A review for Travis Miller's "Purgatorium" has long been overdue and I know it's weird that this movie made it onto Film Bizarro's Best of 2013 list but I'm just now reviewing it. What can I say though, I'm terrible at time management. Anyway, Travis was able to capture a lot of attention with his feature film debut of "Bloodstained Romance". A movie that was admittedly rough but you could see the potential Travis had as he chose to make a character and story driven movie instead of going for the obvious and frequently done gore movie. The fact that he went the road less travelled with "Bloodstained Romance" peaked my interest with his latest, "Purgatorium", which, as far as I'm concerned, shows that he is a very interesting independent horror filmmaker.

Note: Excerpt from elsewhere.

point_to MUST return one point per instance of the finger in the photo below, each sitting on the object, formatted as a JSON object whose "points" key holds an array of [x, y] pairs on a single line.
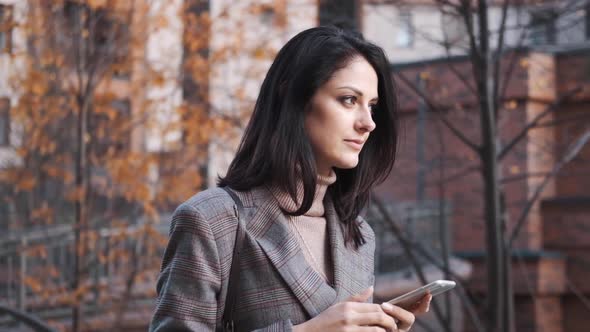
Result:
{"points": [[423, 305], [362, 307], [361, 297], [375, 319], [406, 319], [371, 329]]}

A group of strangers find themselves trapped inside a very strange home. With no memory, no forms of ID and no seemingly way of escaping the home -- smashing out the windows even proves to be ineffective -- these people are left with no other option other than to explore the house. With each room and each creaking step, they begin to suspect that the house is more than their unexplained prison as there is something in the house with them and each person is forced to explore their own dark past.
With a bit of a noir and '40s flare, "Purgatorium" takes on some interesting aesthetics as Travis Miller seems to bring in some rather unexpected influences from the likes of Alfred Hitchcock and the TV series "The Twilight Zone". There's even a unique lighting scheme that seems to be reminiscent of older Italian gothic horror in the vein of Mario Bava. It's these kind of influences Travis brought in is why I continue to find him and his work to be fascinating because it is vastly different from what is often being released from the low-budget and independent world of horror movies.
Now don't misunderstand what I'm saying; these influences are there and Travis is proud of where he draws his inspiration from but his material is his own. It's not being done for the sake of paying a homage or trying to recreate something for nostalgia. He is finding his own voice by telling a story in the style of what he enjoyed or found interesting and as a result, Travis created a uniquely engaging mysterious horror movie that is "Purgatorium".
What stands out with "Purgatorium" is the naturally progressing and well paced story and that keeps up it's mystery from start to finish. These days it seems that movies with "twists" are more interested in trying to out smart the audience who is trying to beat the movie to the punch. So to speak. As a result of the contest to see who can get there first, the end result is usually an inept film that is unable to deliver anything satisfactory. With "Purgatorium" you can certainly deduce where the story is going and what the mystery is -- the clues are there for you from the very beginning. And that's fine, it's not the movie's concern on whether or not you know what's going to happen at the start or until the end. It's interest lies with telling an engaging and mysterious story where people are forced to look within themselves to solve the puzzle that comes in the shape of a haunted house.
Travis is able to do this and create a story that was so good that it felt like it could have been a "Twilight Zone" episode. "Purgatorium" has some rough spots as well, just like most indie movies, but the focus on letting a twisting and turning story unfold naturally was so refreshing that it overshadowed those few rough moments. There's no gimmicks here and the movie never attempts to "out smart" the audience -- it's just a well told thriller-mystery with a touch of horror and supernatural elements that resulted in a rather compelling watch. Say what you will, but it is a delight to watch a movie that no point ever feels forced and just lets you get pulled into the story.
There's actually quite a lot that I found impressive with "Purgatorium" from a technical standpoint: amazing costumes, set pieces, set design, sound design, lighting and cinematography. It's an overused word in reviews -- I know I've used it before -- but "Purgatorium" is refreshing. You truly don't see many movies that can recreate the vibe of '40s/'50s -esque thrillers so well from both a story and visual perspective. But the one thing that makes me encourage people to give this movie a shot and to check it out is because Travis Miller found a great way of telling a story. It's an easy movie to allow yourself to get pulled into its story, one that's ripe with atmosphere to a point that you'll stop trying to guess what happens and just watch it unfold.